Il grazie di Francesco
“Voglio ringraziarvi per essere venuti qui, a questa Messa. Voglio ringraziare tutti, tutti quelli che hanno lavorato per questa doppia maratona”. Il Papa si riferisce all’inaugurazione della Cattedrale dell’Assunta, che è stata riaperta domenica scorsa dopo il restauro in seguito al terremoto. “Grazie tante! E vorrei ringraziare voi, ammalati. Ci sono 4.500 malati, qui! Grazie a voi, che con le vostre sofferenze aiutate la Chiesa, aiutate a portare la Croce di Cristo. Grazie! Grazie tante a voi!”.
“E al termine di questa celebrazione, il nostro pensiero va alla Vergine Santa, che voi venerate nella chiesa cattedrale a lei dedicata. A Maria offriamo le nostre gioie, i nostri dolori e le nostre speranze.

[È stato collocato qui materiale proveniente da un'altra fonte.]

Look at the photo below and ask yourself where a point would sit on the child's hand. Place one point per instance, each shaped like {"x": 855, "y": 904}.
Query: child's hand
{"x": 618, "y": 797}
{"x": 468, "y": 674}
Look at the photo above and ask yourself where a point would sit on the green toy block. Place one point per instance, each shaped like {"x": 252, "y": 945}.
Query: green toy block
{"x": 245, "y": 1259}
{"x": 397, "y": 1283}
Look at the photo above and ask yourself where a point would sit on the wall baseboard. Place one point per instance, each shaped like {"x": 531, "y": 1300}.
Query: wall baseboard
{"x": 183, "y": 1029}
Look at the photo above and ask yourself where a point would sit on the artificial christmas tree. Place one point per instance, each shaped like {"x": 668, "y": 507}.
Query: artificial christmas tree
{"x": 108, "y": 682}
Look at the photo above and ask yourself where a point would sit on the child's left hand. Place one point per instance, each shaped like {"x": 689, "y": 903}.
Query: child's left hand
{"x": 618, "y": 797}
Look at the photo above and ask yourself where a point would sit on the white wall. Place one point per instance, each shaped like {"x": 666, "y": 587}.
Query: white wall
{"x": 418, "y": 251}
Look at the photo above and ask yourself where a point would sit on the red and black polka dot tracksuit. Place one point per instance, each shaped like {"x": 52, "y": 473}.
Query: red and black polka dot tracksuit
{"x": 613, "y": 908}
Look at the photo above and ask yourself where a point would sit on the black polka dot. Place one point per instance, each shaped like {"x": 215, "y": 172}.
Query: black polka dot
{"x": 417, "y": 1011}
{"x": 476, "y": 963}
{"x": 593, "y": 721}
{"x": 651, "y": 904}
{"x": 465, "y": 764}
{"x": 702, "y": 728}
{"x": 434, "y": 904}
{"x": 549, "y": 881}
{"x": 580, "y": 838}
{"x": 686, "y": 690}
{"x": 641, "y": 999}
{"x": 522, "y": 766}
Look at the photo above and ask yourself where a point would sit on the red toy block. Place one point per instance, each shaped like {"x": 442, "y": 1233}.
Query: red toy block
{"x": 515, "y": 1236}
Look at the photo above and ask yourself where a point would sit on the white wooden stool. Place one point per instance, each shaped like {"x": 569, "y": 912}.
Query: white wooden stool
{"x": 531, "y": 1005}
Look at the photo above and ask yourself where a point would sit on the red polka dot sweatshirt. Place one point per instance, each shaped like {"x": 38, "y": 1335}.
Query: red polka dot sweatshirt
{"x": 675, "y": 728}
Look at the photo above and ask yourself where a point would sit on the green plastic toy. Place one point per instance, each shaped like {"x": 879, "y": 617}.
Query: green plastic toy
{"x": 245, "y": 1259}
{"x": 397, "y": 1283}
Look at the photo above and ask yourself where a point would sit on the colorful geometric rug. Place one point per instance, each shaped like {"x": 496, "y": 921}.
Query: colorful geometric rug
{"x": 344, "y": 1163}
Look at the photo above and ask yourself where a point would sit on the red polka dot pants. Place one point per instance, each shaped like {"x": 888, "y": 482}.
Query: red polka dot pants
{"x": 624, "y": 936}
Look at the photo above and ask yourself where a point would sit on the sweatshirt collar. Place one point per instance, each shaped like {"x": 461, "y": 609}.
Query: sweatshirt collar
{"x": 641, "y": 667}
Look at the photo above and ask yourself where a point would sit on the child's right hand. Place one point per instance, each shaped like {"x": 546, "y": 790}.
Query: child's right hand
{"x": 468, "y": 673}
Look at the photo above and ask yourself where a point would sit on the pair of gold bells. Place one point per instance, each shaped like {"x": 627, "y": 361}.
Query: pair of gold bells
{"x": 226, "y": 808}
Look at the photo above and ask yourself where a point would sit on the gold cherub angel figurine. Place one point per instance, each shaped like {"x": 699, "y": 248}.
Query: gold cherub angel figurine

Le chiediamo di posare il suo sguardo misericordioso su quanti tra noi si trovano nella sofferenza, particolarmente sui malati, sui poveri e su chi è privo di un lavoro dignitoso”.
Il Papa, all’arrivo in Cattedrale, si è soffermato a salutare tutti i Vescovi della regione ed ha scambiato un lungo ed eloquente abbraccio con il Card. Carlo Caffarra, Arcivescovo emerito di Bologna ed uno dei firmatari della lettera sui “dubia” in merito all’Esortazione Apostolica Amoris Laetitia.